How do bacteria distribute metals to correct target enzymes while remaining tolerant to metal toxicity?

Metalloenzymes carry out essential reactions, and their mismetallation has deleterious effects. In consequence, a primary cellular requirement is to target cognate metals to the corresponding targets. On the other hand, free redox active metals generate harmful free radicals, with the associated fitness cost These place metal sensing, chaperoning, storage, and transmembrane transport at the forefront of cell chemistry and biology. We hypothesize that these mechanisms are integrated in system wide distribution networks. In turn, these translocate the ion into accepting periplasmic chaperones. We aim now to understand the architecture and dynamics of these distribution networks.

How do bacteria metal homeostasis mechanisms determine survival in the challenging phagosomal environment of eukaryote hosts?

Mechanisms of innate immunity include higher Zn²⁺ and Cu⁺ levels and an oxidative burst that leads to Fe-S center disruption with a consequent high cytoplasmic Fe²⁺. We have observed that various distinct transition metal ATPases are present in pathogenic organisms; for instance the unique Fe²⁺ ATPases and the Mn²⁺ ATPase in Mycobacterium tuberculosis. We hypothesize that pathogenic organisms have a more diverse arrange of metal transporters and homeostatic mechanism participating not just in metal tolerance but also in coping with the oxidative bust by metallation of critical enzymes.

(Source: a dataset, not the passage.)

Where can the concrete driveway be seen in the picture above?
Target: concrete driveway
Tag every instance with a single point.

How does the structure of metal transport membrane ATPases determine their functional characteristics?

The study of metal transport P1B-ATPases has been the core of our laboratory since its beginning. Employing as a model Archaeoglobus fulgidus CopA, a thermophilic Cu⁺-ATPase, we established the catalytic mechanisms, transport stoichiometry, structure and function of soluble domains, and the structure of metal transport sites in the transmembrane region of these enzymes. We showed the specificity and the determining structures in distinct subfamilies of Zn²⁺, Cu²⁺, Ni²⁺, Mn²⁺ and Fe²⁺ ATPases. Moving forward, we attempt to understand the chemical interactions and resulting forces that drive the movement of transition metal along dehydrated protein permeation paths.